Wednesday, June 15, 2011

Loving v. Haters

The National Review finally dumps that loathsome old bigot, Bill Buckley, on the trash heap of history. From The Corner:

Segregation was a profound social evil. Full stop. Marriage as an exclusive heterosexual union is a necessary social good. It is why all cultures since earliest days, regardless of religion, law, or culture, have marriage as only between men and women.


Loving v. Virginia struck down a legal regime, peculiar to certain parts of the nation, that was wholly racist at its core. As the court observed, the Virginia law was about “the absolute prohibition of a ‘white person’ marrying other than another ‘white person’.” It was about nothing more than the racial purity of whites and all the ugliness that implies.

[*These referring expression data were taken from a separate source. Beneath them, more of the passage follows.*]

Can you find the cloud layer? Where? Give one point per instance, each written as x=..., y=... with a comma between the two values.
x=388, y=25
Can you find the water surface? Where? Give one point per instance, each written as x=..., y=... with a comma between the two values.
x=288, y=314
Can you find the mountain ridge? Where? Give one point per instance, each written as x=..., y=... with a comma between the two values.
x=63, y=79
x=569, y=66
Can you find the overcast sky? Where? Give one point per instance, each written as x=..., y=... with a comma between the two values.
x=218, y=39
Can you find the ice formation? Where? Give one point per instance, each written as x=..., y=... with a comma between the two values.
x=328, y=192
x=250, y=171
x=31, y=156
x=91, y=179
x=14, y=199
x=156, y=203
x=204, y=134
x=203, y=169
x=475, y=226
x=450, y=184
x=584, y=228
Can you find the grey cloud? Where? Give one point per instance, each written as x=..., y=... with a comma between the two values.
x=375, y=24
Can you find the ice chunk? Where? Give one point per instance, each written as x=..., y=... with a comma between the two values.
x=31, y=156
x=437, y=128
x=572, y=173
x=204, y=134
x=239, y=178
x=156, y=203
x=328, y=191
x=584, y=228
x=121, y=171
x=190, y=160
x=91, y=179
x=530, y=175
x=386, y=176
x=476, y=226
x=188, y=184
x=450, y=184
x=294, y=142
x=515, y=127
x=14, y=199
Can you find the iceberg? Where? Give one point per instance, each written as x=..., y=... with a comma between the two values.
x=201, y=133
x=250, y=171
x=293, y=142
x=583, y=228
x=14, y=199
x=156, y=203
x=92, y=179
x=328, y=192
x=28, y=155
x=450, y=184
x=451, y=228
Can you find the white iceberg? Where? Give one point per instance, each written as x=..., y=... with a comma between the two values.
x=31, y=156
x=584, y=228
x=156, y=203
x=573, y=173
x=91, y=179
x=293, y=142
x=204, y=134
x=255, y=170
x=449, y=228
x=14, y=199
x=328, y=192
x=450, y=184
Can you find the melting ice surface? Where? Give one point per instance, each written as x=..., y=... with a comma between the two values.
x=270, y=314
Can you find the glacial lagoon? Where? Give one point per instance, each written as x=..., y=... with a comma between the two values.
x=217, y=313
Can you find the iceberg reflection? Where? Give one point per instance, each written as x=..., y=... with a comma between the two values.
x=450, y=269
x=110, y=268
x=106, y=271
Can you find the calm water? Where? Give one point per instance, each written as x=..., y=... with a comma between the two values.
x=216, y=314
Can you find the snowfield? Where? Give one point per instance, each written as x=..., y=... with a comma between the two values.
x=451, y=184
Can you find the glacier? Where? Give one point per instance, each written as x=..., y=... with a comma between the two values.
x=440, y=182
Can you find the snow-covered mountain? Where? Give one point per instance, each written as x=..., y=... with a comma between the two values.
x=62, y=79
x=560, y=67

But Bill Buckley thought segregation was a profound social good. Full stop:

The central question that emerges . . . is whether the White community in the South is entitled to take such measures as are necessary to prevail, politically and culturally, in areas in which it does not prevail numerically? The sobering answer is Yes – the White community is so entitled because, for the time being, it is the advanced race. It is not easy, and it is unpleasant, to adduce statistics evidencing the cultural superiority of White over Negro: but it is a fact that obtrudes, one that cannot be hidden by ever-so-busy egalitarians and anthropologists.

[...]

National Review believes that the South's premises are correct. It is more important for the community, anywhere in the world, to affirm and live by civilized standards, than to bow to the demands of the numerical majority. Sometimes it becomes impossible to assert the will of a minority, in which case it must give way, and the society will regress; sometimes the numerical minority cannot prevail except by violence: then it must determine whether the prevalence of its will is worth the terrible price of violence.

In 50 years, National Review may acknowledge that Glenn Stanton's bigotry is the same as Bill Buckley's. I suspect a condemnation of Glenn Stanton's criticism of Buckley is more likely.